Shelley Short‘s A Cave, A Canoo provides a clear distinction between Americana and folk. The acoustic-based music that Short plays is the type that you would expect to find in rural backwoods and Appalachian trails. It’s fragile instrumentally but strong lyrically. It’s very distinctive and unapologetic about this; it is what it is, and that’s either its selling point or its sticking point. It is truly Americana; no other place could have produced this album.
It’s hard to describe this album without sounding trite, because the it’s not what she does but how she does it that makes this album worth your time. There’s some gently fingerpicked acoustic guitar, some auxiliary instruments (grumbling cello, creaky violin, twinkling piano, etc), and her delicate, distinctive voice. She doesn’t stray far from this formula, other than the “Interlude,” which is made to sound like an a capella vinyl recording. It’s kinda weird, but endearing.

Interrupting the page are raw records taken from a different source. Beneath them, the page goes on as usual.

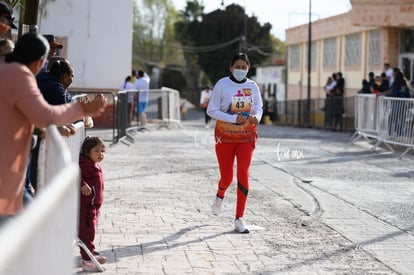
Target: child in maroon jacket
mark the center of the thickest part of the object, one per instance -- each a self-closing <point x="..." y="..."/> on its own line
<point x="91" y="197"/>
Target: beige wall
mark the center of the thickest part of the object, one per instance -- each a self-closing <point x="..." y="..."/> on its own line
<point x="339" y="26"/>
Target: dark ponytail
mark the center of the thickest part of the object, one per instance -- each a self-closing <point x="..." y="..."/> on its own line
<point x="28" y="48"/>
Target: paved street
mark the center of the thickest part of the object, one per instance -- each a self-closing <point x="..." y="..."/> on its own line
<point x="317" y="205"/>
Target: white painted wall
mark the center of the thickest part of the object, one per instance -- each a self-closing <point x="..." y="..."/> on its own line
<point x="99" y="39"/>
<point x="271" y="75"/>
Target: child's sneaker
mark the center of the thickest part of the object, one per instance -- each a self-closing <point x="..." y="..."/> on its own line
<point x="240" y="226"/>
<point x="89" y="266"/>
<point x="101" y="259"/>
<point x="216" y="208"/>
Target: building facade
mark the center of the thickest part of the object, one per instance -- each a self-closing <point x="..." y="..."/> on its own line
<point x="97" y="39"/>
<point x="372" y="33"/>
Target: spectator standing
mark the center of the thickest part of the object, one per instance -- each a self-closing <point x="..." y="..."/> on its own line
<point x="371" y="80"/>
<point x="91" y="197"/>
<point x="53" y="83"/>
<point x="142" y="85"/>
<point x="330" y="89"/>
<point x="338" y="109"/>
<point x="54" y="46"/>
<point x="21" y="107"/>
<point x="365" y="89"/>
<point x="129" y="85"/>
<point x="388" y="73"/>
<point x="6" y="23"/>
<point x="236" y="104"/>
<point x="204" y="98"/>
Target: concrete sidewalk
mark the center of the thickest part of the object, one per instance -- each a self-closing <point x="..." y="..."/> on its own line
<point x="156" y="217"/>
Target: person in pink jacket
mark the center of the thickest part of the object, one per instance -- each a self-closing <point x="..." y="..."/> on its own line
<point x="22" y="106"/>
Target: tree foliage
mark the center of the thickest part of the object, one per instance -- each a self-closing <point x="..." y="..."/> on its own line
<point x="219" y="35"/>
<point x="154" y="43"/>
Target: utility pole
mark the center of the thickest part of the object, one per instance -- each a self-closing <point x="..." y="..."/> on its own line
<point x="30" y="12"/>
<point x="308" y="103"/>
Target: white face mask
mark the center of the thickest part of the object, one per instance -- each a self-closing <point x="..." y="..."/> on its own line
<point x="239" y="75"/>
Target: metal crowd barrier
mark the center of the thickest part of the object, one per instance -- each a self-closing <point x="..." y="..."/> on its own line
<point x="162" y="110"/>
<point x="39" y="240"/>
<point x="388" y="120"/>
<point x="396" y="121"/>
<point x="366" y="120"/>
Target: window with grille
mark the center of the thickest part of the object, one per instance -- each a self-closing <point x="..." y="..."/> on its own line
<point x="313" y="54"/>
<point x="353" y="49"/>
<point x="294" y="57"/>
<point x="374" y="47"/>
<point x="329" y="52"/>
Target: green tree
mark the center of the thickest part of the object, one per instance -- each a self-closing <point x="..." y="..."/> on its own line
<point x="154" y="44"/>
<point x="212" y="41"/>
<point x="234" y="32"/>
<point x="185" y="28"/>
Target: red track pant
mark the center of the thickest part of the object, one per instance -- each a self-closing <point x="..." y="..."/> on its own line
<point x="226" y="153"/>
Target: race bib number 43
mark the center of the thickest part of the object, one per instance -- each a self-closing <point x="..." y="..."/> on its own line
<point x="241" y="104"/>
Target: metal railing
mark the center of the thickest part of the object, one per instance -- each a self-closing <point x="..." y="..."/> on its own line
<point x="388" y="120"/>
<point x="30" y="240"/>
<point x="331" y="114"/>
<point x="162" y="110"/>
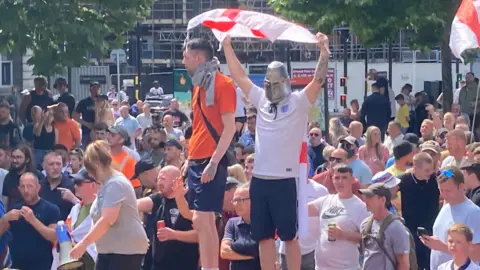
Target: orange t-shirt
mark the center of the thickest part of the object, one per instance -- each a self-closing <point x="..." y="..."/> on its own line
<point x="67" y="133"/>
<point x="128" y="169"/>
<point x="201" y="144"/>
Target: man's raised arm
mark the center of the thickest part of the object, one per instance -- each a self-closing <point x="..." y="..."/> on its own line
<point x="315" y="86"/>
<point x="236" y="70"/>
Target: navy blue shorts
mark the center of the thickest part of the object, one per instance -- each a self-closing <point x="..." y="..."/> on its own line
<point x="206" y="197"/>
<point x="273" y="207"/>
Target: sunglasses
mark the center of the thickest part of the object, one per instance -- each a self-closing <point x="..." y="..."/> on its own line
<point x="334" y="159"/>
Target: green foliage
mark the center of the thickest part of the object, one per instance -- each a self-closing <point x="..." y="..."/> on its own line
<point x="60" y="33"/>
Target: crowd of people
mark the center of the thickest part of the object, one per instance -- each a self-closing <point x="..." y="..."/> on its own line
<point x="216" y="189"/>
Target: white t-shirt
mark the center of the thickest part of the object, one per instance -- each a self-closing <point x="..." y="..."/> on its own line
<point x="240" y="111"/>
<point x="449" y="265"/>
<point x="347" y="214"/>
<point x="281" y="136"/>
<point x="309" y="242"/>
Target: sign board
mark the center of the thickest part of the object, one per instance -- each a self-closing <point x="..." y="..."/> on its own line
<point x="331" y="83"/>
<point x="257" y="69"/>
<point x="121" y="54"/>
<point x="87" y="79"/>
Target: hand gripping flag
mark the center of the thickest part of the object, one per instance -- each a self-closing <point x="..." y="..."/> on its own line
<point x="465" y="32"/>
<point x="250" y="24"/>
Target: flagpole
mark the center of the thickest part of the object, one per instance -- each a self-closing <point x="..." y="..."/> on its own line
<point x="474" y="115"/>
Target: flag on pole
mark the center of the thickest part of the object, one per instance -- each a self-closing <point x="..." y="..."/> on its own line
<point x="251" y="24"/>
<point x="465" y="32"/>
<point x="302" y="192"/>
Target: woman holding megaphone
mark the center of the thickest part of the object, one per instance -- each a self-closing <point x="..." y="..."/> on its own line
<point x="117" y="232"/>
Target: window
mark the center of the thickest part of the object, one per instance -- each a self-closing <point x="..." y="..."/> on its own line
<point x="6" y="73"/>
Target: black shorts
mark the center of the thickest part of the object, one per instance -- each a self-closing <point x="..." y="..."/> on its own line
<point x="241" y="119"/>
<point x="206" y="197"/>
<point x="273" y="208"/>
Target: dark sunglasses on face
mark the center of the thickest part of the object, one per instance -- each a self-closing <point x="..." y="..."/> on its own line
<point x="334" y="159"/>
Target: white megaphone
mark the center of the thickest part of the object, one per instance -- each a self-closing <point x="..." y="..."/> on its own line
<point x="65" y="243"/>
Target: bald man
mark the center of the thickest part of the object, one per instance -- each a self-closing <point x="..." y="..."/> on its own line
<point x="174" y="248"/>
<point x="356" y="130"/>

“A Cave” shows off her piano skills and impressive melodic content, as it is the most memorable track. Even when she shifts to piano, her gently rolling style transfers over perfectly. These songs all have a lilting gait that makes them incredibly pleasant to listen to. “Racehorse” seems to waltz gently by the listener’s ear, while the live-recorded hiss of “Tap the Old Bell” creates a feeling of security and honesty in the song. The greatest deviation from this is “Hard to Tell,” which is accompanied by an accordion. Even though this is not out of the tradition at all, it’s still feels almost roaring next to the gentle acoustic ballads and piano offerings that precede and follow it. It’s still a wonderful song, but it is a bit jarring the first time it appears.
In short, this is a true-blue Americana album. It suffers a bit from having a slow pace throughout, but the ease of listening almost entirely redeems that fact. If you’re a fan of folk, Americana, or great female singers, this is for you. Incredibly enjoyable.